The senate group voting tickets (GVTs) for the 2014 WA Senate election have now been released in CSV form. This allows me to do what I did last time.
First, here are the median positions of each party among all parties’ preferences:
We’ve lost a few parties since last time:
- One Nation;
- the Australian Independents;
- No Carbon Tax Climate Sceptics; and
- the Socialist Equality Party.
And we’ve gained a few more to make up for it:
- the Building Australia Party;
- the Democratic Labour Party;
- the Freedom and Prosperity Party;
- the Mutual Party;
- the Pirate Party;
- the Republican Party of Australia;
- the Socialist Alliance (not to be confused with the Socialist Equality Party); and
- the Voluntary Euthanasia Party.
And there are two groups of independents:
- the Russell Woolf / Verity James group, whose ambitions include saving the ABC from feared funding cuts; and
- the Teresa van Lieshout / Kim Mubarak, apparently part of the Australian Protectionist Party after van Lieshout fell out with Clive Palmer.
Of the parties contesting both elections, here’s how their GVT positions have shifted since the 2013 federal election (based on WA GVTs only):
Negative numbers here mean that a party has migrated towards the start of preferences, which is a good thing (for them). Positive numbers mean the reverse.

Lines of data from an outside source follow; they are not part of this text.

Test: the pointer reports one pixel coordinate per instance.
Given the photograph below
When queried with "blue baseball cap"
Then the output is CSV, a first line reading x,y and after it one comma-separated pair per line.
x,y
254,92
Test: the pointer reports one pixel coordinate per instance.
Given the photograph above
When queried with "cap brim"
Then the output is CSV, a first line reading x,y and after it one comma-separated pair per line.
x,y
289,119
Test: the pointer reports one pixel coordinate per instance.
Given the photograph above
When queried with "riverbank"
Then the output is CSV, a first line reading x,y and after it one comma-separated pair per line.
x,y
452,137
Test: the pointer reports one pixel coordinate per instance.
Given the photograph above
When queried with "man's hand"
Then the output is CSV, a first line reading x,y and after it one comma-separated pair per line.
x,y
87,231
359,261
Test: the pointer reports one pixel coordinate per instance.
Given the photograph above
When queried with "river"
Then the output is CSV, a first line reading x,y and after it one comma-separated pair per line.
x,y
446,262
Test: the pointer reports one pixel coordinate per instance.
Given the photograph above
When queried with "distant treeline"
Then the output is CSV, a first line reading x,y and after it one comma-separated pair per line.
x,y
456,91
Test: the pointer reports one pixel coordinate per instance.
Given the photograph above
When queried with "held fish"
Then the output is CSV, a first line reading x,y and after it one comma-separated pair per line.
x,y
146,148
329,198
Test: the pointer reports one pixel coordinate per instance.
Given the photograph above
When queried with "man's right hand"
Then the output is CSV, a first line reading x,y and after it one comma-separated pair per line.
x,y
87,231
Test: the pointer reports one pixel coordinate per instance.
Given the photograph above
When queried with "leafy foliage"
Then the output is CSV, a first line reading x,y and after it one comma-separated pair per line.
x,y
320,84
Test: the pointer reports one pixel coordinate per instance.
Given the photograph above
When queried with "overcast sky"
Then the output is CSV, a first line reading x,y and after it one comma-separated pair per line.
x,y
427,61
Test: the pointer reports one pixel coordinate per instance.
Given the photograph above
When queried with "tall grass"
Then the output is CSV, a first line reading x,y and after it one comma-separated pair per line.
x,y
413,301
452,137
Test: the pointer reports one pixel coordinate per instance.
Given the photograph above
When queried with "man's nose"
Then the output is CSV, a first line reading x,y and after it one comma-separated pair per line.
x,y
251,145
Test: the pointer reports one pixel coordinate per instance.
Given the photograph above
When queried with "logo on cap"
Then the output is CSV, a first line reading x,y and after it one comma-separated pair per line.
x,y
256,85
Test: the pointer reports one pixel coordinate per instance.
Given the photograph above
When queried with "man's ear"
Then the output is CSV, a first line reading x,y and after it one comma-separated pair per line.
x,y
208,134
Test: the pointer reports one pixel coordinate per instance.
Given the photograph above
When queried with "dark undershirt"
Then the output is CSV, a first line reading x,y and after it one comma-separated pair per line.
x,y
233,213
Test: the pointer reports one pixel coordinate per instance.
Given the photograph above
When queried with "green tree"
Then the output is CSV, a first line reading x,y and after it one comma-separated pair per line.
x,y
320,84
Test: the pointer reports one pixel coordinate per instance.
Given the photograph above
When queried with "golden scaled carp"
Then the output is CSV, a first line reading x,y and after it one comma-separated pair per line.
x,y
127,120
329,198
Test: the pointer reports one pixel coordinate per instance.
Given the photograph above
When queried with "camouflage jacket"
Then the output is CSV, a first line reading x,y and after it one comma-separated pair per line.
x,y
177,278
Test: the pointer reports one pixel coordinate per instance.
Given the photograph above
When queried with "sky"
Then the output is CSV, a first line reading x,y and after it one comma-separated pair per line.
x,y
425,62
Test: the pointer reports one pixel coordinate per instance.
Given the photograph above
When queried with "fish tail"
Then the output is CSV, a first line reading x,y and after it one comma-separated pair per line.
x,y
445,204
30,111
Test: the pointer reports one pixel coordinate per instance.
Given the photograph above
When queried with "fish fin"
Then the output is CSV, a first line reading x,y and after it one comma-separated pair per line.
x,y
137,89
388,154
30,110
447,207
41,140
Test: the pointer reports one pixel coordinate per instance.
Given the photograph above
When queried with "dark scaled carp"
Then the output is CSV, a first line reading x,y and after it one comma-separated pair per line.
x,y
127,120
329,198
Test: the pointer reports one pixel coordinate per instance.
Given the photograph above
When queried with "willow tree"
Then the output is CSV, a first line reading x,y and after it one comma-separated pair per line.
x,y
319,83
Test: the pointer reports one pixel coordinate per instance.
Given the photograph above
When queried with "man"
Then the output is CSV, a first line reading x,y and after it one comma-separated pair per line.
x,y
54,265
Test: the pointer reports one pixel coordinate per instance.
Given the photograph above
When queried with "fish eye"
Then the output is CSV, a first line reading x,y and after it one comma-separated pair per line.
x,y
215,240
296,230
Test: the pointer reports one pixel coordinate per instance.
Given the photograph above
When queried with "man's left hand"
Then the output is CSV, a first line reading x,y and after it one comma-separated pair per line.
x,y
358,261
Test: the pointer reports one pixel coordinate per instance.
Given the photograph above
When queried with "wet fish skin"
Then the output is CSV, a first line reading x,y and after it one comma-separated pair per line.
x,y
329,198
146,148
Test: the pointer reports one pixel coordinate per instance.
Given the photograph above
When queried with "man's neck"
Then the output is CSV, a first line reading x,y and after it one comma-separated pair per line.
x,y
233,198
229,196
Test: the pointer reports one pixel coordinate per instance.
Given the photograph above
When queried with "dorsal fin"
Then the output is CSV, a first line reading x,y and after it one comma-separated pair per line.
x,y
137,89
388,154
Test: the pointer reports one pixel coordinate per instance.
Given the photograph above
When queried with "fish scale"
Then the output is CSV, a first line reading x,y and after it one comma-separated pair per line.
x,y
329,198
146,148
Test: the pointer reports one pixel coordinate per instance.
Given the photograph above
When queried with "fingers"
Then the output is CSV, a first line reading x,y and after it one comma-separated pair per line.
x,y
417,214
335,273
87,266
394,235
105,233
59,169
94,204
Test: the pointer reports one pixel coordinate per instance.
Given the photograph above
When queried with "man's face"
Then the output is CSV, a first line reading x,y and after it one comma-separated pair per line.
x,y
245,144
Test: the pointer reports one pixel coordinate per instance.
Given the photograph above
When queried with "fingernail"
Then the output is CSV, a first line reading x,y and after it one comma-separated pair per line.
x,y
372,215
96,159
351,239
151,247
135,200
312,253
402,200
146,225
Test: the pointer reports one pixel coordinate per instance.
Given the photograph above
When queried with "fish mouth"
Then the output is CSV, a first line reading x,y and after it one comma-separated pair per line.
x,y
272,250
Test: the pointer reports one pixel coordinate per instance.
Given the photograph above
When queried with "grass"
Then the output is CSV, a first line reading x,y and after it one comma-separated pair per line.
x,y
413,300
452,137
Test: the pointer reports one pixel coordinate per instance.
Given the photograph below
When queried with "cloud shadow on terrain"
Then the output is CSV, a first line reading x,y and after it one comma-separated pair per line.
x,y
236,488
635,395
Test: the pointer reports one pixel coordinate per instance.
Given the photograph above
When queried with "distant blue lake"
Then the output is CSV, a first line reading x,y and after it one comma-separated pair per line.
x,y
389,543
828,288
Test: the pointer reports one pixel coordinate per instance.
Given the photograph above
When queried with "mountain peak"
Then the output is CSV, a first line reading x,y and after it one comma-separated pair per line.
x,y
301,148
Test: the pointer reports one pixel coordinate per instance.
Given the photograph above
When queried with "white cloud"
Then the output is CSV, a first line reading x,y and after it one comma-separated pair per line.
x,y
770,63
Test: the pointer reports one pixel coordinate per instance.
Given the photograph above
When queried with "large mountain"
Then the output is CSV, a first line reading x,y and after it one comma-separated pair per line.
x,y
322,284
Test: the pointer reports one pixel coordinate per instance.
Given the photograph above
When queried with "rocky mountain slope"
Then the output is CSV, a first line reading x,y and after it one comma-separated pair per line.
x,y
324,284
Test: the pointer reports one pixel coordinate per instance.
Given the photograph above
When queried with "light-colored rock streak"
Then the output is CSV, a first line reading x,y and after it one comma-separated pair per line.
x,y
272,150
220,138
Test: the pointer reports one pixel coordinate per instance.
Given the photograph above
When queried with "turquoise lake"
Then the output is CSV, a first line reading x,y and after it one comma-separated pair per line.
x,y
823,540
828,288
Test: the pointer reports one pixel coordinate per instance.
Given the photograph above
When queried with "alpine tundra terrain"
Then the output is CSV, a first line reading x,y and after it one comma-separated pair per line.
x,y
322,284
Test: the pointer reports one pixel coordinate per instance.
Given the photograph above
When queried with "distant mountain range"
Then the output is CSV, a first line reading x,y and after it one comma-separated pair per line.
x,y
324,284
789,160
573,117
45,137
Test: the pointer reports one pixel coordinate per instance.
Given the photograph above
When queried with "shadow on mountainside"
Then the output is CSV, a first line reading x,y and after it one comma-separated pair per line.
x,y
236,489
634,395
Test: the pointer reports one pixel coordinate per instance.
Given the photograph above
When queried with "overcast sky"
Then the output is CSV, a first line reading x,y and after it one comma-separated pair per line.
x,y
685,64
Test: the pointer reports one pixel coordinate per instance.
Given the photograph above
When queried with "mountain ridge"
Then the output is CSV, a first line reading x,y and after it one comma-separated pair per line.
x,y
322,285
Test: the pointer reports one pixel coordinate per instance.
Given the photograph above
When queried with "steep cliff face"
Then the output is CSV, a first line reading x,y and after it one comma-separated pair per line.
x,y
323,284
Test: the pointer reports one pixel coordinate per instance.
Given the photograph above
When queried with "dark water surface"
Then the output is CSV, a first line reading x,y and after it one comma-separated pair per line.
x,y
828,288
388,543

It’s curious that the established parties: Labor, Greens, Liberal and National are all beneficiaries of the shift. The major losers appear to be a collection of microparties, plus Family First. (In particular, I’m pleased to note the precipitous fall of the Rise Up Australia to the end of just about everyone’s preferences, as well as the complete absence of One Nation.) Perhaps the microparties’ exceptional performance in 2013 has made them seem less cute and cuddly than they were before. Nevertheless, many of them still adorn the prime real estate near the top of other parties’ preferences.

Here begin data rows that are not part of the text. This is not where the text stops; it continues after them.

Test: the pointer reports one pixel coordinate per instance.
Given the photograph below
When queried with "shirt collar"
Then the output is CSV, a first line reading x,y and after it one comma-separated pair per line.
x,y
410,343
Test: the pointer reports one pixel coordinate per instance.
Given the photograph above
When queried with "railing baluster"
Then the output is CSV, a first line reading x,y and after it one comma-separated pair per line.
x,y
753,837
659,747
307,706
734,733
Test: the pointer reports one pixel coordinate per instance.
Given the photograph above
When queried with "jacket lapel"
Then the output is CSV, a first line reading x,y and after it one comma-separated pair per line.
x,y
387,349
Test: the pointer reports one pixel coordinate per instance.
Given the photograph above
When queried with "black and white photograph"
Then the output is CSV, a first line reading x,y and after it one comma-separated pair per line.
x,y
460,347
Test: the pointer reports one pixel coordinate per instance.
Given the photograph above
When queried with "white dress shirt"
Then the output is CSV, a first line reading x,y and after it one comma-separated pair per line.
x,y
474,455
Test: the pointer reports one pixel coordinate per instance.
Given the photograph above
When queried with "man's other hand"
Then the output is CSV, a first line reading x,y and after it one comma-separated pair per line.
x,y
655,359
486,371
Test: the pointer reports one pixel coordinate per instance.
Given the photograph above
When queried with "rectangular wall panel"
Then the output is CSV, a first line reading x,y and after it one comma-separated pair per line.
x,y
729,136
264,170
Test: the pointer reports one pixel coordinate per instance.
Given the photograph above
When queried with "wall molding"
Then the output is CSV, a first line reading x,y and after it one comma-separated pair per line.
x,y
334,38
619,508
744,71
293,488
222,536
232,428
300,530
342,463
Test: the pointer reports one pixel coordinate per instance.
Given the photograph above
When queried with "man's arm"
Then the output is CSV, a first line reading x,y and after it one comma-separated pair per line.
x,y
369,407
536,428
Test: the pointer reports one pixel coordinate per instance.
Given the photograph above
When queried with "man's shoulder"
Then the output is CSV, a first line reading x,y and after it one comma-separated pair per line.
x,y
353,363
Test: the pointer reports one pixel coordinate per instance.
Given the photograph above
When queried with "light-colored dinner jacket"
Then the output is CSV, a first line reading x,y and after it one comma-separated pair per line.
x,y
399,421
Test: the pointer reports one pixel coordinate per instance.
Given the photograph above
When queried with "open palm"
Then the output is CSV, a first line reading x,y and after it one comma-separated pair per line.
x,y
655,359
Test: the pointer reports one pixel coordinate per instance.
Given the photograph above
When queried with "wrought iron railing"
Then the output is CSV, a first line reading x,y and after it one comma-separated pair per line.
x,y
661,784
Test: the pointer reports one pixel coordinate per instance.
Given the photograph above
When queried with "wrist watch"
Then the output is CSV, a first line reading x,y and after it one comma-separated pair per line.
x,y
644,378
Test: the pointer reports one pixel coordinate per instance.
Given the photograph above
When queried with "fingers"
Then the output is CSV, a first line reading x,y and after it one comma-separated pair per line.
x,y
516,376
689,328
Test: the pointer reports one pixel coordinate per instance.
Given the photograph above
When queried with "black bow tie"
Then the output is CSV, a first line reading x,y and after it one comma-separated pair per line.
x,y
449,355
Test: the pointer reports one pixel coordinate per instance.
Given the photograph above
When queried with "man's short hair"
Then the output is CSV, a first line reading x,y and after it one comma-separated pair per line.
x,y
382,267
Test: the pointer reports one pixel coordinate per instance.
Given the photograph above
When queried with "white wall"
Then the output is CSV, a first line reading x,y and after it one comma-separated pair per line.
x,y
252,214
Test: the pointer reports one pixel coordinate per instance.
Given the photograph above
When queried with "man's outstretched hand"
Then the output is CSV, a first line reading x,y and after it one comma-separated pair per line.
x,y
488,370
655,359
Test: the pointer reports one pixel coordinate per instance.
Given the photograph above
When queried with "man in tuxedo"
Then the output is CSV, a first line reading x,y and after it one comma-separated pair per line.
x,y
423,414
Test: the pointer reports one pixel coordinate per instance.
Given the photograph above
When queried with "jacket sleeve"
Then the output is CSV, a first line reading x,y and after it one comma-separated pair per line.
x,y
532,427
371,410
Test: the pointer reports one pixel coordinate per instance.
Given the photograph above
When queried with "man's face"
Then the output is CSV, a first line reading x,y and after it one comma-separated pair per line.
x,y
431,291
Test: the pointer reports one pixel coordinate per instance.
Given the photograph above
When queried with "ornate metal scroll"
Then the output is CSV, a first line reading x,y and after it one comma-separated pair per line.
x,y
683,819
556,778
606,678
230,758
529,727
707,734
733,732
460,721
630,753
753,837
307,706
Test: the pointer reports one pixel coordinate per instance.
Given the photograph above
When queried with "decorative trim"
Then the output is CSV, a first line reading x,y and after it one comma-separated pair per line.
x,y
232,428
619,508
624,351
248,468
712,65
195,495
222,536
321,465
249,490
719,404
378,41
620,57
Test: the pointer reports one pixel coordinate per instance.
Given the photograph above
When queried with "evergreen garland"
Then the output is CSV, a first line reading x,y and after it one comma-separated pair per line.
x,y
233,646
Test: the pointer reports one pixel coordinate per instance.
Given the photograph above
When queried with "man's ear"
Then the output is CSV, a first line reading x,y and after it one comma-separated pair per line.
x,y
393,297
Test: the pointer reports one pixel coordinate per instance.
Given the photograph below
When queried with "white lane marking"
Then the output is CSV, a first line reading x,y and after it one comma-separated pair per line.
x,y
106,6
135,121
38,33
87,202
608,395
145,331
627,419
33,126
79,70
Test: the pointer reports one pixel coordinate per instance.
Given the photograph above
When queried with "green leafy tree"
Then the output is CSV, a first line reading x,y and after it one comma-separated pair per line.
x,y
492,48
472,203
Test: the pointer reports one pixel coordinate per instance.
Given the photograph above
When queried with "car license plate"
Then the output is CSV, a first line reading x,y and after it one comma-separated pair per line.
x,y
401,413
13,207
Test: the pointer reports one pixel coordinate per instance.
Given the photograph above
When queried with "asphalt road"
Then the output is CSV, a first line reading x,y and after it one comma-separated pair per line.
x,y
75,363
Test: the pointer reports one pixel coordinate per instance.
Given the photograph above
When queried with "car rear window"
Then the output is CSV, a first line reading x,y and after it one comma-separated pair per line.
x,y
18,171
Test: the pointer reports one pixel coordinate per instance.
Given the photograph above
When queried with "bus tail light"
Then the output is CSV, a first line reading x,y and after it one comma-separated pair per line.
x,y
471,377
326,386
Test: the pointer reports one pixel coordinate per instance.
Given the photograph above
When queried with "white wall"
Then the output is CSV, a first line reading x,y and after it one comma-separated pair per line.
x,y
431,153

Labor and the Greens have also improved their standing with respect to the Liberals (though the Greens are still the least favoured of all the parties with a realistic possibility of claiming seats). Presumably there is now less of a frantic push to get Labor out, since that goal was roundly achieved last time. The fulfilment of Tony Abbott’s particular legislative ambitions perhaps doesn’t attract quite the same level of urgency.